If you just happened to say "The Bridge on the River Kwai" - you would be right! On Saturday, Lauren and I skedaddled a couple hours west of Bangkok to the lovely town of Kanchanaburi! (FYI: Our taxi driver on the way to the bus station repeatedly informed us was "Kahn-chahn-ah-bour-eeee!" after Lauren and I apparently butchered the pronounciation in our good ol' Midwestern accents.) We arrived in Kanchanaburi around lunchtime, promptly found the first street food stand and met some new friends - Nut and her 14 year-old daughter Aan. After some delicious cow pad sai pak (aka stir-fried rice with egg and vegetables), we headed on our way with our tuk-tuk driver for the day straight to the bridge!
Actually known in Kanchanaburi as the bridge over the River Kwae (note the spelling difference from the movie), the bridge holds a lot of history from World War II. During the 1940s, Thailand was occupied by the Japanese, who built a railway between Thailand and Myanmar (Burma) to make it easier to transport supplies to help them fight the Allies. To set about building this railway, the Japanese forced Allied prisoners of war (mostly from Australia, Britain, Holland and the United States) to build this railway, which became known as the "Death Railway" because over 12,000 POWs died constructing it.
The actual bridge was especially harrowing to build and was the focus of "The Bridge on the River Kwai," which won 7 Oscars. Sooooo...now you have received your history lesson for the day, time to continue on through Kanchanaburi. After Lauren and I walked over the bridge (and just so happen to "walk through" a jewelry market nearby), we headed to the Kanchanburi War Cemetary, which is dedicated to all those involved with the Death Railway. A beautiful, well-kept cemetary, it was very humbling to see all the graves of those soldiers who so bravely gave their lives during WWII.

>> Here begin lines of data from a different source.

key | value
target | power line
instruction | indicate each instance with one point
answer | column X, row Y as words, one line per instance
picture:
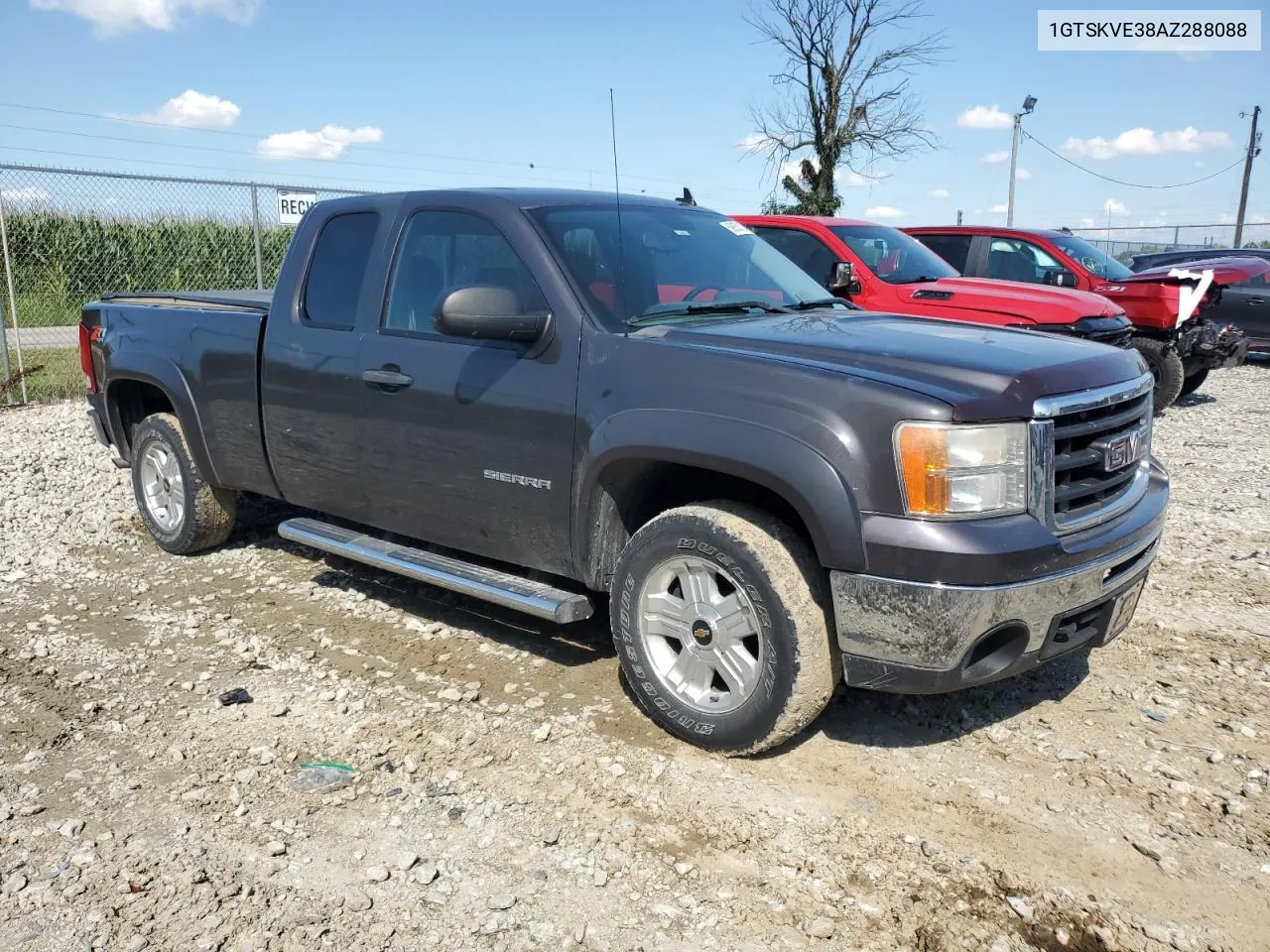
column 1121, row 181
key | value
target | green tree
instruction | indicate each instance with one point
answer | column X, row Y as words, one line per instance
column 844, row 90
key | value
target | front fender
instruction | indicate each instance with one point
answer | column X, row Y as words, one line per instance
column 167, row 376
column 767, row 457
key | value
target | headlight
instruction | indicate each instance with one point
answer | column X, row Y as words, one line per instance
column 952, row 471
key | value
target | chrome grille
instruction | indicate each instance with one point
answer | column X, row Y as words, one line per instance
column 1078, row 440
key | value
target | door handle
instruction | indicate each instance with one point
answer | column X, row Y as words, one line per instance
column 389, row 377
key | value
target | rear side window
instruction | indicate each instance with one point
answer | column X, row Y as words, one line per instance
column 953, row 249
column 338, row 270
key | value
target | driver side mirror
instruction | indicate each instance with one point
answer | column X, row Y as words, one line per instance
column 842, row 280
column 488, row 312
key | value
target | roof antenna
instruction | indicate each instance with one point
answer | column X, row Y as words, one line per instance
column 619, row 290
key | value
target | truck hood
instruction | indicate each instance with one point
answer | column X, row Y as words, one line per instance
column 984, row 373
column 1029, row 303
column 1229, row 270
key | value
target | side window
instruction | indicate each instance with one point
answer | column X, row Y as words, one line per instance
column 444, row 250
column 953, row 249
column 338, row 270
column 806, row 250
column 1014, row 259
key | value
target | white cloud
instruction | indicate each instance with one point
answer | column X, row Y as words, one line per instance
column 28, row 194
column 1143, row 141
column 194, row 111
column 327, row 143
column 114, row 17
column 984, row 117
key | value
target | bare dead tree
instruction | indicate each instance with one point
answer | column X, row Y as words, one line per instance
column 844, row 90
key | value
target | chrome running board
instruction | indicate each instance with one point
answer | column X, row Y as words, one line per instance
column 444, row 571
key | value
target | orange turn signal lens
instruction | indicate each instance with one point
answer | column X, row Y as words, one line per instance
column 924, row 461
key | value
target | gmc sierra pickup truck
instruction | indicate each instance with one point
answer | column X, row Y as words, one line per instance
column 553, row 400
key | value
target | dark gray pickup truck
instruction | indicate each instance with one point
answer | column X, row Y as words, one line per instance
column 554, row 400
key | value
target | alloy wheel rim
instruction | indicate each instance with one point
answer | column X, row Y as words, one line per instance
column 163, row 486
column 701, row 634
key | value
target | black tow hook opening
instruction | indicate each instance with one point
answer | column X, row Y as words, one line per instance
column 994, row 653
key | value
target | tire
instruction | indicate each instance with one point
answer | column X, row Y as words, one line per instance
column 785, row 639
column 1194, row 382
column 1166, row 367
column 181, row 511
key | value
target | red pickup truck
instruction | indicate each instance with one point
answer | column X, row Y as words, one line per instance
column 880, row 268
column 1170, row 331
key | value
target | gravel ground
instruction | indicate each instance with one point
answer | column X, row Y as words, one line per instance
column 511, row 797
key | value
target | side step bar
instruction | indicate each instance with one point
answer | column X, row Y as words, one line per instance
column 489, row 584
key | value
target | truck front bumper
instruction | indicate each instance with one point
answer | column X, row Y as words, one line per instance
column 925, row 639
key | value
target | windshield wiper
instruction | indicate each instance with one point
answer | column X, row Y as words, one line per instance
column 711, row 307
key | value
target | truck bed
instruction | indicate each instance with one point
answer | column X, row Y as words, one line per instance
column 197, row 299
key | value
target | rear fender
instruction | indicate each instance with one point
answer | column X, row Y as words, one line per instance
column 168, row 377
column 771, row 458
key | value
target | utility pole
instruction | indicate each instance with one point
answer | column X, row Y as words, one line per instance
column 1029, row 104
column 1254, row 151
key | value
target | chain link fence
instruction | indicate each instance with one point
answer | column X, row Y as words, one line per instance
column 71, row 236
column 1123, row 244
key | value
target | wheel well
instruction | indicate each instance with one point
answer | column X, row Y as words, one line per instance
column 130, row 403
column 631, row 493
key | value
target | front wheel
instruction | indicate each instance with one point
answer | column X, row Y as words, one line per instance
column 1166, row 367
column 181, row 511
column 1194, row 381
column 720, row 624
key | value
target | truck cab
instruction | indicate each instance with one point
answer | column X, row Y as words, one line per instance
column 880, row 268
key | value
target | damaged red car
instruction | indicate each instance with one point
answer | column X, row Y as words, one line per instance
column 1166, row 304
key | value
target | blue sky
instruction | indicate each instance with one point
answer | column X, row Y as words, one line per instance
column 426, row 94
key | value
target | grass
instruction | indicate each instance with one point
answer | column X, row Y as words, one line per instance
column 58, row 379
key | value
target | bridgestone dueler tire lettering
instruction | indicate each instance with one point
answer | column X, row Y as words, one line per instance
column 789, row 592
column 209, row 512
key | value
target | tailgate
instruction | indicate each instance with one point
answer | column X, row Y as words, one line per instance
column 1228, row 270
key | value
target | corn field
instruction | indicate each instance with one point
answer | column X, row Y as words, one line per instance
column 60, row 262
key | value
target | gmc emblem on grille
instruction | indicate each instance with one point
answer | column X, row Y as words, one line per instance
column 1121, row 449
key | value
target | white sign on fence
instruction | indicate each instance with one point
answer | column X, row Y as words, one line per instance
column 294, row 204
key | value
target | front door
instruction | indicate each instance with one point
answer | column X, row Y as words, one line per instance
column 467, row 443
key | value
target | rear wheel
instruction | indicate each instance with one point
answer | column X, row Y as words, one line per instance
column 720, row 622
column 1166, row 367
column 1194, row 381
column 181, row 511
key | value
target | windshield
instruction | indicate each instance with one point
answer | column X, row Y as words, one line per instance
column 893, row 255
column 1091, row 258
column 675, row 263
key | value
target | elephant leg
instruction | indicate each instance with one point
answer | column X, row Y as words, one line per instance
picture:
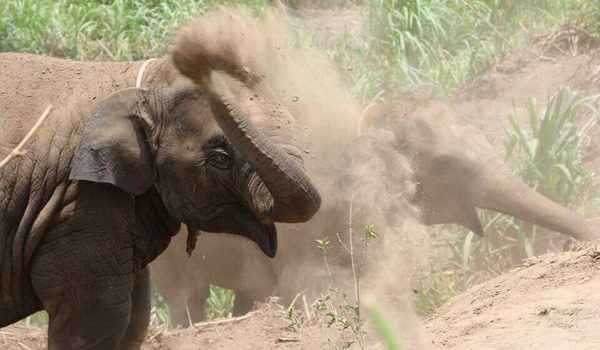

After the cemetary, we took a quick trip to the Jeath War Museum, which chronicles Thailand's involvement in WWII in some fascinating old photographs. It is an adorable museum located in a U-shaped bamboo hut to commemorate the U-shaped huts the POWs lived in at the Japanese prisoner of war camps in Thailand. Why "Jeath War Museum" you may ask? Well, according to the pamphlet, "death" is too horrific of a word, so they decided to use jeath instead!
Today, after arriving back from Kanchanaburi tonight, it was time to cross more things off of our Thailand to-do list, this time with the help of an old friend! Lauren and I met up with Ted - a fellow traveler I met while in Austria back in August (who just so happens to be from Wisconsin and to have graduated from the University of Wisconsin-Madison on the exact same day as myself!) - to head out and cross two very important things off of our list...the floating markets and the Grand Palace! Here is Teddy and I on the long-tail boat, cruising through the canals of the Chao Priya River on our way to the "floating market"!
Unfortunately I say "floating market" because the floating market we were brought to was a bit of a disappointment. Supposedly the floating market is a bustling tour through boats selling a variety of Thai food specialties, souvenirs and trinkets of all sorts. However, this floating market was an ugly green barge in the middle of the canal with about four boats selling food. Soooo, either we got scammed into going to the wrong market or the floating markets are a mysterious Thai tourist attraction that doesn't exist. I am going to go with option #1.
It's a good thing the gang and I can have a good time anywhere, because after the floating market let-down, we took a tuk-tuk to the Grand Palace (Ted's first Bangkok tuk-tuk ride, may I remind you) and on the way, it broke down in the middle of the road! After a good laugh, we hailed another tuk-tuk over to the Grand Palace, perhaps Bangkok's #1 tourist attraction. Here is a pretty flower shot from the inside of the palace - this one's for you Mom, I know you love the flower photos!
The official residence of the king of Thailand from the 18th century to the mid-20th century, the Grand Palace is just that - grand! It is an elegant complex of several buildings which is protected by ornate white walls on all four sides. When the current King Bhumibol began his official reign over 60 years ago, he moved the official residence to Chitlada Palace. Now the Grand Palace serves as a major tourist mecca and provided a nice afternoon stroll for Lauren, Ted and I. Here is Chakri Mahaprasad Hall - the largest of the Grand Palace buildings (and I think the prettiest)!
Starting tomorrow - Exam Week! That's right, just one more week of school before I will re-sign my title as Grade 1 teacher at Sarasas Witaed Saimai. The days are quickly passing, and still, I have so much left to do! Hope you are all staying warm as I fight off the humidity and along with it, some really out-of-control, afro hair!